10.  Jurisdiction/ Non-US Swap Participants. Swap participants with the ability to move trading to offshore locations may consider the jurisdictional reach of the Act.  In general, the Act does not apply to non-US activities relating to swaps unless those activities have a direct and significant connection with activities in, or an effect on, US commerce or contravene CFTC rules or regulations preventing evasion.  The Act does not apply to non-US activities relating to security-based swaps unless the SEC otherwise has jurisdiction or the activities were designed to evade SEC rules or regulations related to the Act.  The CFTC and SEC will conduct a joint study relating to swap regulation and central clearing in the US, Asia and Europe and report its findings to Congress within 18 months after July 21, 2010.

If the CFTC or SEC determines that the regulation of swaps or security-based swaps in any foreign country undermines US financial stability, either agency, in consultation with the Secretary of Treasury, may prohibit an entity domiciled in that country from engaging in any swap activities in the US. This provision potentially could exclude certain swap participants from the US market if US agencies are not satisfied with the progress of the efforts of foreign regulators to regulate markets outside the US.  Alternatively, the provision could encourage derivatives trading to migrate to less regulated foreign markets.

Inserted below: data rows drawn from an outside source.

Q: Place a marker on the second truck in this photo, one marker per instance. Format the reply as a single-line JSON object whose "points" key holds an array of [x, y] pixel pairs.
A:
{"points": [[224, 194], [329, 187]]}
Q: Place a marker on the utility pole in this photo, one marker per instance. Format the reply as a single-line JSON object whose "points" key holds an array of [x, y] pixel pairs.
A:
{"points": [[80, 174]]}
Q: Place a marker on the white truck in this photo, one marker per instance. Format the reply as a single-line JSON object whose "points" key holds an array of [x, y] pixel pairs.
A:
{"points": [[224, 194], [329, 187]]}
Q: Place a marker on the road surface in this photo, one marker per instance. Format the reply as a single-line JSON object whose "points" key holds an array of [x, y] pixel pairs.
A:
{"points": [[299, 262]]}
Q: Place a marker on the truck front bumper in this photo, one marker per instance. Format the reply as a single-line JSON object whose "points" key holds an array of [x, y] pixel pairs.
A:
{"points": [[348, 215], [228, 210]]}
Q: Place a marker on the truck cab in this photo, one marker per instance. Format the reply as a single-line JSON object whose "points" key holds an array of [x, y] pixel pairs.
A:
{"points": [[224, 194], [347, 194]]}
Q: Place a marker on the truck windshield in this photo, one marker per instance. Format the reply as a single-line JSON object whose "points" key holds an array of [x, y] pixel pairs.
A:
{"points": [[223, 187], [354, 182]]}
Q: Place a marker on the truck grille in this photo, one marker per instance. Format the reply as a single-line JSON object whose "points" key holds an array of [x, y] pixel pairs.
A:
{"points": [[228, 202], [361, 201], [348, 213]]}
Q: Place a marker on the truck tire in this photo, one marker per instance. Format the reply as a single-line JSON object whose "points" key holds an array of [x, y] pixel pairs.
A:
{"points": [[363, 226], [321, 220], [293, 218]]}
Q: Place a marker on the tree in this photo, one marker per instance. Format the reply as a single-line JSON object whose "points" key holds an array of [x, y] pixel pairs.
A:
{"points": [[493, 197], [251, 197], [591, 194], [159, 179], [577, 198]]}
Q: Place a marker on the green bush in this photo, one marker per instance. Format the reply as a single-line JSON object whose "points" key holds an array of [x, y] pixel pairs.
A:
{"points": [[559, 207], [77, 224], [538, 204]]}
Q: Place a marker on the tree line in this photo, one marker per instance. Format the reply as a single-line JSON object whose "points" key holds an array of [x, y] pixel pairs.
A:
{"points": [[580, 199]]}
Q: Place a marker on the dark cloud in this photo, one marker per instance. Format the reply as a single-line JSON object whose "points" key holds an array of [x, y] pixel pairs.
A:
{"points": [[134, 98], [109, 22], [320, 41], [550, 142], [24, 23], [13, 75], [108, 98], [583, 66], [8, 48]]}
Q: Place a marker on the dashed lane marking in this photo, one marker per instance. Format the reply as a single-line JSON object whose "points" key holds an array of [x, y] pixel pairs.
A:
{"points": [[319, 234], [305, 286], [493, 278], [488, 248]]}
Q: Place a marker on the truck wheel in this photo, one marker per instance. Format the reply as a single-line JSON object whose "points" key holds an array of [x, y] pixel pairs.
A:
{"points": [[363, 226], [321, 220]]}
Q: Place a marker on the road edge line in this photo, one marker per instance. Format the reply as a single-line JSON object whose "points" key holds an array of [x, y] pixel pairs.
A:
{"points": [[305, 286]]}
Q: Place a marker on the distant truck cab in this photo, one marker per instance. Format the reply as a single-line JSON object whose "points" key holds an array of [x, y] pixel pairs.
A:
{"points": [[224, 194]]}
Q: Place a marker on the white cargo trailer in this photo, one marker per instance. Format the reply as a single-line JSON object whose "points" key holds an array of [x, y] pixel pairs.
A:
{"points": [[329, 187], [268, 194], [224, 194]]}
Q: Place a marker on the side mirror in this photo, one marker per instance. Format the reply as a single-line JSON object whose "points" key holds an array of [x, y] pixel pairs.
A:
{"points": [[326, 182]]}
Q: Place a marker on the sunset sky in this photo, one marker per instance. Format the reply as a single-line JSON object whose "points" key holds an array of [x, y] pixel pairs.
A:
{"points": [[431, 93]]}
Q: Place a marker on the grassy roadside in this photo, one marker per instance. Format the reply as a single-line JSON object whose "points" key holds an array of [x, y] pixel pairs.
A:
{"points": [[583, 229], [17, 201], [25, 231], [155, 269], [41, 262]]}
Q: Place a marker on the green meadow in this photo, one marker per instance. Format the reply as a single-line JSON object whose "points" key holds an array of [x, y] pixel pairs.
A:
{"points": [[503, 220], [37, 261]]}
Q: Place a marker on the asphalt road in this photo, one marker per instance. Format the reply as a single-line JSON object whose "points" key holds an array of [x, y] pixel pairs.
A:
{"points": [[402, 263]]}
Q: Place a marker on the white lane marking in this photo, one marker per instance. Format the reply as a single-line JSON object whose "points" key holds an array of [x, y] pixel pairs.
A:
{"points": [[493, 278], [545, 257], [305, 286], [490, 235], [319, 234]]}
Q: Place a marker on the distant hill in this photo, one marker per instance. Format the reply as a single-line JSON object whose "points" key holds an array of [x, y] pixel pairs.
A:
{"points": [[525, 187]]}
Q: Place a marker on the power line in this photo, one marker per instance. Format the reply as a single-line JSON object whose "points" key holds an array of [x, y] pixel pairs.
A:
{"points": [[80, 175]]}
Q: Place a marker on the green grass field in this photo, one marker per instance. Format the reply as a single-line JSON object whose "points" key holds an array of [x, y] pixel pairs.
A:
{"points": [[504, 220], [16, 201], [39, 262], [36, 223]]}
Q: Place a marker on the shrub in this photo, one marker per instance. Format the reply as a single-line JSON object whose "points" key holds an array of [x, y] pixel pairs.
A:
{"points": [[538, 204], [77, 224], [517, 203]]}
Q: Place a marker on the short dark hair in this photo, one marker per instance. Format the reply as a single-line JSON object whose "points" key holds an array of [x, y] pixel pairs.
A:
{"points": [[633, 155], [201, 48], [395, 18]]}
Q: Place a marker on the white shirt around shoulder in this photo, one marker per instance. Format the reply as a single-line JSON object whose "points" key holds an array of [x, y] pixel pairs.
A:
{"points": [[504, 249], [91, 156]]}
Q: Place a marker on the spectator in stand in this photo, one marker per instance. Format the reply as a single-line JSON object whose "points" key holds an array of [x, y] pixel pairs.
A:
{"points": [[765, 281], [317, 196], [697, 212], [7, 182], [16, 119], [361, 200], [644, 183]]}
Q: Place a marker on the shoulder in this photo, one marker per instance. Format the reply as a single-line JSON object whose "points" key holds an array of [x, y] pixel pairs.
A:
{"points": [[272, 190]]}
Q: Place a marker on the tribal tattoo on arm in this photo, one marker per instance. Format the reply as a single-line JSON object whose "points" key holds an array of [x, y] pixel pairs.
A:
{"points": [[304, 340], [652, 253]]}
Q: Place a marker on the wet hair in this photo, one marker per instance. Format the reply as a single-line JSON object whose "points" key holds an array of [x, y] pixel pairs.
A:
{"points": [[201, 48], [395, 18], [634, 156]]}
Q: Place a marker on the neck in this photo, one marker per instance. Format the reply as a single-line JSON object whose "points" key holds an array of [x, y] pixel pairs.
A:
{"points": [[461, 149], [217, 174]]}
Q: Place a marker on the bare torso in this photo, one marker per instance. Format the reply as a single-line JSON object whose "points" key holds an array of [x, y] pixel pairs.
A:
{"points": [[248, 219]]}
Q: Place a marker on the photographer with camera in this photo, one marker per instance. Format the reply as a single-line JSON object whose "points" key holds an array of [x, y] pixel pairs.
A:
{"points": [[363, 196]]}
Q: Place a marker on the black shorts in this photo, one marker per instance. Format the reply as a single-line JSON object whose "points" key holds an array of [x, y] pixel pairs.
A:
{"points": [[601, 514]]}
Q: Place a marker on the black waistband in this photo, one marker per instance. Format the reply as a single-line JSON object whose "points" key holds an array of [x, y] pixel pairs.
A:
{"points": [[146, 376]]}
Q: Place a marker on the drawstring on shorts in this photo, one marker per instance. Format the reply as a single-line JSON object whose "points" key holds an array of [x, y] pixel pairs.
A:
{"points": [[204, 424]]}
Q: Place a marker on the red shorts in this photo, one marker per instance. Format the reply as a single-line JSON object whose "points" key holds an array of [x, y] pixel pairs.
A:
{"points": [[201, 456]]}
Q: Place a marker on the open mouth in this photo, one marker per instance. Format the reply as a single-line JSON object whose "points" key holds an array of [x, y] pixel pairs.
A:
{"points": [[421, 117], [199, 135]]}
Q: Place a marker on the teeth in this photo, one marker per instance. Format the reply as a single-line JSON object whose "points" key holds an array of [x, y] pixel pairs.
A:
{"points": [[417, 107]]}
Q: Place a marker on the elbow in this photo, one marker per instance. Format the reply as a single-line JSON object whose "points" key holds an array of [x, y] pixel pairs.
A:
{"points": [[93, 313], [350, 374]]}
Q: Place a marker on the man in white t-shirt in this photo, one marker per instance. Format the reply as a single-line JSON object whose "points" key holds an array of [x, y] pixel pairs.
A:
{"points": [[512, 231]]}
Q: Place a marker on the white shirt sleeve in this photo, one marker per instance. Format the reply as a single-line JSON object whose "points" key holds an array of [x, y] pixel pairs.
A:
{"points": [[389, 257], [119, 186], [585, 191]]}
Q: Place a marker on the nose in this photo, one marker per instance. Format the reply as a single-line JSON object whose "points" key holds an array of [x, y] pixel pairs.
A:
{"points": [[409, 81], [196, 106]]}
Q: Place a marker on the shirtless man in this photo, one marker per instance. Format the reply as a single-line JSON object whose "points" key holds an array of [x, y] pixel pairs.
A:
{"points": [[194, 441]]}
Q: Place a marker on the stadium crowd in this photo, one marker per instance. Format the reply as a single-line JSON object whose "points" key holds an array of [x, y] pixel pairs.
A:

To read our general overview of the Dodd-Frank Act and its coming deadlines, please click here.

To read our library of writings on Dodd-Frank, please click here.


1 The Act defines “swap” broadly to include virtually all OTC derivatives, including foreign exchange transactions.  However, the Secretary of the Treasury is charged with determining whether foreign exchange swaps and foreign exchange forwards (which are defined broadly and may include certain transactions generally considered to be spot transactions) should not be regulated as swaps (other than for purposes of the Act’s reporting requirements and business conduct standards).  Currency options are not expressly included as part of the category of foreign exchange products for which the Secretary of the Treasury is charged with making a determination.

2  The Act defines “security-based swap” to include swaps based on narrow-based security indices, a single security or loan, or the occurrence of an event relating to a single issuer of a security or a narrow-based security index.  Equity derivatives and some credit derivatives are likely to be classified as security-based swaps, although market participants will look to the CFTC and SEC for guidance where ambiguity exists.

3 A “financial entity” includes swap dealers, security-based swap dealers, major swap participants, major security-based swap participants, commodity pools, private investment funds, ERISA plans and persons predominantly engaged in banking or financial activities.  Exceptions exist for affiliates who enter into derivatives in order to hedge commercial risks related to the purchase or lease of products manufactured by such affiliated entities.

4 Permissible investments for national banks generally are considered to include debt instruments, foreign exchanges and certain precious metals but not equity securities, energy products or agricultural commodities.